ERP保守を半額に--独立系の米Rimini Streetが日本参入

山田竜司 (編集部)

2014-03-10 16:20

 米Rimini Streetがは3月6日、日本に拠点を開設すると発表した。統合基幹業務システム(ERP)の保守業務を大手ソフトウェア企業の半額程度の料金で請け負うことで知られる。

 Rimini Streetの保守サービスは、SAPのERP「Business Suite」や「BusinessObjects」、OracleのERP「E-Business Suite 」「Siebel」「PeopleSoft」「JD Edwards」「Hyperion」「Oracle Retail」「Oracle Database」などに対応する。

 OracleやSAPの保守サービス利用には通常、ソフトウェア購入代金の22%などを目安とした保守費用を毎年支払う。

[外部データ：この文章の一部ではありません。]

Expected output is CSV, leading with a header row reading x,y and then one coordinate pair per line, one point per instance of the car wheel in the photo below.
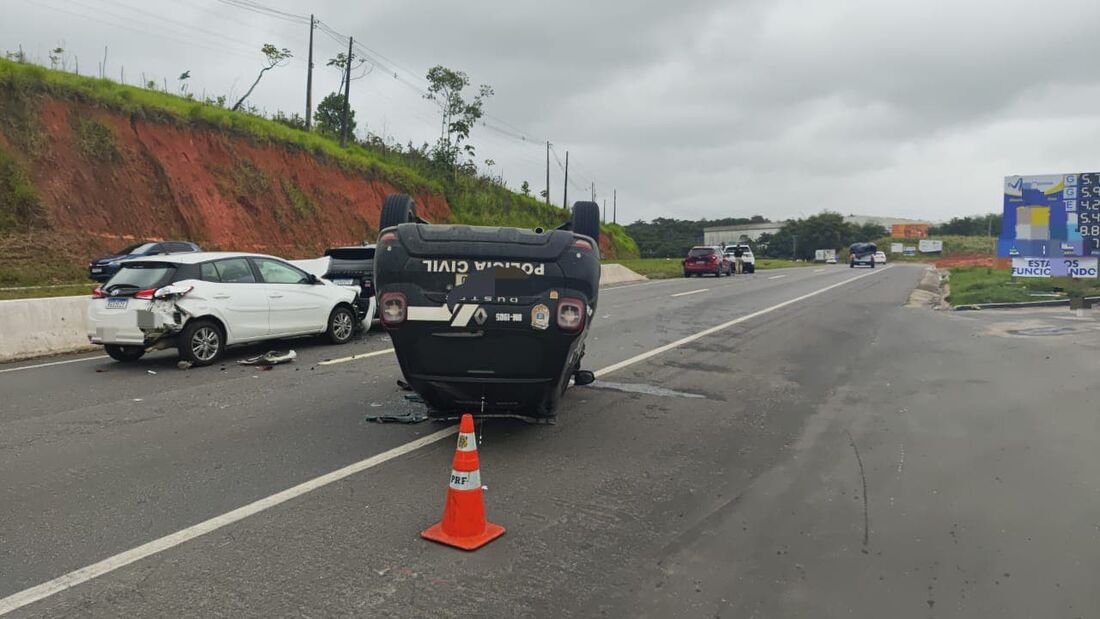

また、機能拡張(アドオン)は別料金であるケースが多い。


CEO SethRavin氏

 Rimini Streetの保守サービスの場合、正規ベンダーの半額(ERPソフト購入金額の11%程度)で、顧客は、使用中のバージョンを、10年間はアップグレードすることなく利用できるという。10年以上のサポートも顧客と相談の上、検討するとした。日本の税制改正や法改正に対応した修正プログラムなどアドオンにも追加料金はかからないと説明する。

 サービスは24時間365日利用可能であり、30分以内の対応を約束しているが、実際は平均3分半程度で対応を開始するという。

 Rimini Streetの最高経営責任者(CEO)のSeth Ravin氏は「ERPソフトは安定化、成熟化しており問題は少ない。現在の保守サービスは料金と得られる価値が見合わない。正規ベンダーによるERPの保守サービスの利益率は92~94%に上る一方で、59%の利用者が正規ベンダーの保守サービスに不満を感じている」と話した。

 Ravin氏は、「ソフトウェアの権利は顧客が持っているため、保守サービスをわれわれが運営することに問題はない。今までに修正できなかったバグもない。企業のIT予算はソフトウエア運用保守に80%のコストがかかっている。顧客のERP保守費を削減し、イノベーション分野に投資できるように手助けしたい」と語った。

 Rimini Streetの日本法人、日本リミニストリートは、日本企業に向けたサポートを強化するため2013年7月に設立した。すでに海外展開しているPioneer USAやSEGA of Americaの7社の顧客を持ち、年間数億円規模のコスト削減を支援してきたという。


日本リミニストリート代表取締役社長 太田一矢氏

 日本リミニストリート代表取締役社長の太田一矢氏は「日本企業は長い間、ERP製品提供ベンダーの保守サービスしか選択肢がなかった。日本のERP保守の民主化を果たしたい」とコメント。欧米ではすでに10年以上この分野に競争原理が持ち込まれていると説明した。

 日本では直販、チャネル 間接などの販売形態に対応し、日立ソリューションや富士通と連携するという。

 Ravin氏は「2005年の創業以来、私たちは保守サービスにおける顧客の選択肢が制限され、大手ERP企業の独占状態を打破してきた。われわれは高い品質基準を満たすためにISO 27001およびISO 9001の認証を取得している」と話した。

 Rimini StreetはNASDAQに上場予定であり、200人から400人に倍増する計画があり、2013年度の10~12月度の純売上高は前年同期比48.5%増の1730万ドルであることなどに触れ、業績の好調ぶりを強調していた。